Beyond this, the defendant's opposition to summary judgment did not raise any other independent title defect or matter arising out of the foreclosure that could now be litigated.4 "An issue not raised or argued below may not be argued for the first time on appeal." Carey, 446 Mass. at 285, quoting from Century Fire & Marine Ins. Corp. v. Bank of New England-Bristol County, N.A., 405 Mass. 420, 421 n.2 (1989) (court deemed issue waived where "plaintiffs never put the judge on notice that they opposed summary judgment on [that] theory"). Specifically, the defendant now argues the foreclosure was void because (1) the foreclosing attorney was not duly authorized; and (2) CitiMortgage otherwise failed to comply with several specific statutory requirements for a valid foreclosure. Because these arguments were not raised in the defendant's opposition to summary judgment, he cannot rely on them now. See Moronta v. Nationstar Mort., LLC, 88 Mass. App. Ct. 621, 626 n.12 (2015) (declining to address mortgagee's arguments on appeal that were not raised below).

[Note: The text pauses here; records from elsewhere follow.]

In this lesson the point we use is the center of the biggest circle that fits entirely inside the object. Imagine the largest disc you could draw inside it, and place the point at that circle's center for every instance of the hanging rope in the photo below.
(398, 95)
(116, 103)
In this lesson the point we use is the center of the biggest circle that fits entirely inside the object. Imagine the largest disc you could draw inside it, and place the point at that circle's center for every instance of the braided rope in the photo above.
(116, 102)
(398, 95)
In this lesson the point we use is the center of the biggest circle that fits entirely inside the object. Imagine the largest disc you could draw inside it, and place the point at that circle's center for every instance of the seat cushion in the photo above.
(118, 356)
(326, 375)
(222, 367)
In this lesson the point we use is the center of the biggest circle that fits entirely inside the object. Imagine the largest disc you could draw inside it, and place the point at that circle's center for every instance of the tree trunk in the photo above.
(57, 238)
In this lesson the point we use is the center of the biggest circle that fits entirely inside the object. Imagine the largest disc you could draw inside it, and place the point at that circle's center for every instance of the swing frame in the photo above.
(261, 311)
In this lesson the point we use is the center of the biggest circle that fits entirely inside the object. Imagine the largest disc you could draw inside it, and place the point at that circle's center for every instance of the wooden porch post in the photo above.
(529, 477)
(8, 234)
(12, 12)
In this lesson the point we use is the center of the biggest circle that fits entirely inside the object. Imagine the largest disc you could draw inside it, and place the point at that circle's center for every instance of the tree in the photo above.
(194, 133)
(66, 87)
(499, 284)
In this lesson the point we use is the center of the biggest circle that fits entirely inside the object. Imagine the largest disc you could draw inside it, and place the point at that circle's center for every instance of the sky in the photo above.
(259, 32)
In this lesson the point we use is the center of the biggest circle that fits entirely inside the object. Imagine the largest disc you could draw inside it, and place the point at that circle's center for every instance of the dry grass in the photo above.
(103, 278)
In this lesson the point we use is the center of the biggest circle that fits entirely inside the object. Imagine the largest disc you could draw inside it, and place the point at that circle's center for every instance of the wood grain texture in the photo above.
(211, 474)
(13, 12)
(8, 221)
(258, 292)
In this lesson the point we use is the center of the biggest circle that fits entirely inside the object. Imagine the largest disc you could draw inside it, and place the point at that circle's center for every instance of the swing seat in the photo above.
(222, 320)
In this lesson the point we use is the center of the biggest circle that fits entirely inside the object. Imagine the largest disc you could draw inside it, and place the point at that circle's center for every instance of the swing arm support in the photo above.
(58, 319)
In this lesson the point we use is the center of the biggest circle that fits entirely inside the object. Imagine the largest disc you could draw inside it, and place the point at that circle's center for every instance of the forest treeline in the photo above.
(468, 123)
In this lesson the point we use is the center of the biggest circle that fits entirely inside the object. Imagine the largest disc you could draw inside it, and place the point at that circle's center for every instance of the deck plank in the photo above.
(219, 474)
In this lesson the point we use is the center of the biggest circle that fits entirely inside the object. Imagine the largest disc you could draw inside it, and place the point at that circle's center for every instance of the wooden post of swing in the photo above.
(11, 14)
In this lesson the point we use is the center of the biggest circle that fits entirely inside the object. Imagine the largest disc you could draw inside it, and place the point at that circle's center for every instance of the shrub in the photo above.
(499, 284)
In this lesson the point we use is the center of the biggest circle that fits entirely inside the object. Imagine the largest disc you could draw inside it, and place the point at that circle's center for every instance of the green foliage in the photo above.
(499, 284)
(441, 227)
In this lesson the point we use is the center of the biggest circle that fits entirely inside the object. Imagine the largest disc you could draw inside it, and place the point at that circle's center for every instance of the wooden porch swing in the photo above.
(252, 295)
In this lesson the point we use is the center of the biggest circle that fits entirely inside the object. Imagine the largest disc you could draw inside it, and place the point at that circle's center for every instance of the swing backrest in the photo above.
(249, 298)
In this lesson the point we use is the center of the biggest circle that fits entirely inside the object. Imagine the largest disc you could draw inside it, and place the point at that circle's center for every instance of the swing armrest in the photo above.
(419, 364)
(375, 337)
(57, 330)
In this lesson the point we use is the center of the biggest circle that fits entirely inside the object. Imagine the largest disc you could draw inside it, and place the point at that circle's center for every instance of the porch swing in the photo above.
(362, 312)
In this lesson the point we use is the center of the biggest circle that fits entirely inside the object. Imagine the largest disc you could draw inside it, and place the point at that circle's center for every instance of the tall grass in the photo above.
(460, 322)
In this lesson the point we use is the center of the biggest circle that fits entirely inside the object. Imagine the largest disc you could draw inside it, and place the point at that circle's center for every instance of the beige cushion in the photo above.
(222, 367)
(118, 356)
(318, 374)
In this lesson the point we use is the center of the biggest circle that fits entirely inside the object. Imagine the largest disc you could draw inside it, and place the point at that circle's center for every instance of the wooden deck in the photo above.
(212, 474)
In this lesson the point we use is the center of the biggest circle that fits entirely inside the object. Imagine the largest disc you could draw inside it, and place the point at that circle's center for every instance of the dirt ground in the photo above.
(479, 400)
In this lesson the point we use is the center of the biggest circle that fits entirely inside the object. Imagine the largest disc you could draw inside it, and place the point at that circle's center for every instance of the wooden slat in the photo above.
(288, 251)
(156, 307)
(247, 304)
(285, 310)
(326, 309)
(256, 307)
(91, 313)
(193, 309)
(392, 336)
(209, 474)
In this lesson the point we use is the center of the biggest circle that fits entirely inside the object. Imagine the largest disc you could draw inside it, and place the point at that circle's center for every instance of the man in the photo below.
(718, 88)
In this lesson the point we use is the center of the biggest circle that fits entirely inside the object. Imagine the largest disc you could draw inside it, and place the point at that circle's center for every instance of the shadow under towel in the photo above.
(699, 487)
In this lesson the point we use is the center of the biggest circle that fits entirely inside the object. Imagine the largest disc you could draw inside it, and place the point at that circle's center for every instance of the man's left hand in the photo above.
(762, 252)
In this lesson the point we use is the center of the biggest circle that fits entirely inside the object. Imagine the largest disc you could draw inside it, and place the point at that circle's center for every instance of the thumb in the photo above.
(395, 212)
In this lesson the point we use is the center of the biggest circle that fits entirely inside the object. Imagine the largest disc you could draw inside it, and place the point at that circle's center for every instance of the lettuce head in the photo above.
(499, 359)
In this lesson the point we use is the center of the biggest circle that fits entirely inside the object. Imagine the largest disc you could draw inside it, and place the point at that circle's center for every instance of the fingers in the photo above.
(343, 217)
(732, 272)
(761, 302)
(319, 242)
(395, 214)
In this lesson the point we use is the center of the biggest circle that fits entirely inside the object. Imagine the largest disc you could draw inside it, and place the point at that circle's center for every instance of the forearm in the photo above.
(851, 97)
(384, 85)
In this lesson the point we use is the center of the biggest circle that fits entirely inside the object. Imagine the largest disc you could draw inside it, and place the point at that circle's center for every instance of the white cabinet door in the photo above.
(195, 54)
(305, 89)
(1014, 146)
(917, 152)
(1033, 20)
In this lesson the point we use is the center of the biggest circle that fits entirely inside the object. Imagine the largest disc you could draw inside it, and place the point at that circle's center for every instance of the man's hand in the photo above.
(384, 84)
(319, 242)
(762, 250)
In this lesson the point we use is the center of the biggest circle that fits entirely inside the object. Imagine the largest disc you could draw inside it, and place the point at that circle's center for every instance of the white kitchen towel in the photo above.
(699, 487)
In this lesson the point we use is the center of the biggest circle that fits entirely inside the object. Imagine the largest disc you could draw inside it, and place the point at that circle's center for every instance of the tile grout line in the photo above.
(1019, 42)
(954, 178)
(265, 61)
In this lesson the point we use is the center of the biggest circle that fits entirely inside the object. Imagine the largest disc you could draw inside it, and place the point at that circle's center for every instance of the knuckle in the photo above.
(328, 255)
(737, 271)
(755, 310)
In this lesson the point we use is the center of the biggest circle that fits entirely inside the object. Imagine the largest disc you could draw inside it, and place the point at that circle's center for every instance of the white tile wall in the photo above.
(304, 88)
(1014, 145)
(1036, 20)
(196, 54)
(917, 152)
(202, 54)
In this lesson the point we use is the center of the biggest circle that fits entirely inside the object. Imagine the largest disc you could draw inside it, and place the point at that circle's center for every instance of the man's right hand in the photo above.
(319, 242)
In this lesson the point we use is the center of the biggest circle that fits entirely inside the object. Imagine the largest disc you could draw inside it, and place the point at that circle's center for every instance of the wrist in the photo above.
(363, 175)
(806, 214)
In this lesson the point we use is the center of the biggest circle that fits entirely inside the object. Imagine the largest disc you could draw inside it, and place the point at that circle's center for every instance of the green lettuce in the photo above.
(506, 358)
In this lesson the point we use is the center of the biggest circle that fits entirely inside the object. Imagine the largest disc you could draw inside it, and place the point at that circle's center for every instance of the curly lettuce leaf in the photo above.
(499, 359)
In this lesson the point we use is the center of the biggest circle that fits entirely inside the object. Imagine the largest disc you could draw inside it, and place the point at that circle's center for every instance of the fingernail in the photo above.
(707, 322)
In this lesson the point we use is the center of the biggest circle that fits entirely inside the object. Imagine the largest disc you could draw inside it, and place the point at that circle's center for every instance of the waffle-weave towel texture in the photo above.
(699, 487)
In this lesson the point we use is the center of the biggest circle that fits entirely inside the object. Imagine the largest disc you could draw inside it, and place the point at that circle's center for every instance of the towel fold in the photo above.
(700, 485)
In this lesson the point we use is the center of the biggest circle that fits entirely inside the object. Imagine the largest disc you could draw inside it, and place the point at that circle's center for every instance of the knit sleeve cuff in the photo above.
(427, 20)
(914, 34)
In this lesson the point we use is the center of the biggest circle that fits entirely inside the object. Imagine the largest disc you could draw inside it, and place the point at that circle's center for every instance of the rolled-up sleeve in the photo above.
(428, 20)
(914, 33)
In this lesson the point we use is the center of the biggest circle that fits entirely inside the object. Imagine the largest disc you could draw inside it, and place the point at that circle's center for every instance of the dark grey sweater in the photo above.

We recognize the defendant represented himself before the Housing Court and on appeal. "[A]lthough some leniency is appropriate" in determining whether a pro se litigant complies with procedural requirements, Brossard v. West Roxbury Div. of the Dist. Ct. Dept., 417 Mass. 183, 184 (1994), the defendant "is bound by the same procedural rules applicable to other litigants," Lawless v. Board of Registration in Pharmacy, 466 Mass. 1010, 1011 n.3 (2013). Because these issues were not raised below, there was no opportunity for the parties to develop a record on them and we are without guidance from the Housing Court judge. Accordingly, we are unable to review these issues here, regardless of whether they can be considered in some other forum.5
Judgment affirmed.
The defendant's wife, Dawne Brown, did not file a responsive pleading or appear at trial in the Housing Court. As a result, she was defaulted and is no longer a party to this action.
This program is also referred to in the materials before us as the "Home Affordable Mortgage Program."
The only reference to strict statutory compliance in foreclosure proceedings relates specifically to the defendant's already-foreclosed title defect argument.
The plaintiff's request for double costs is denied.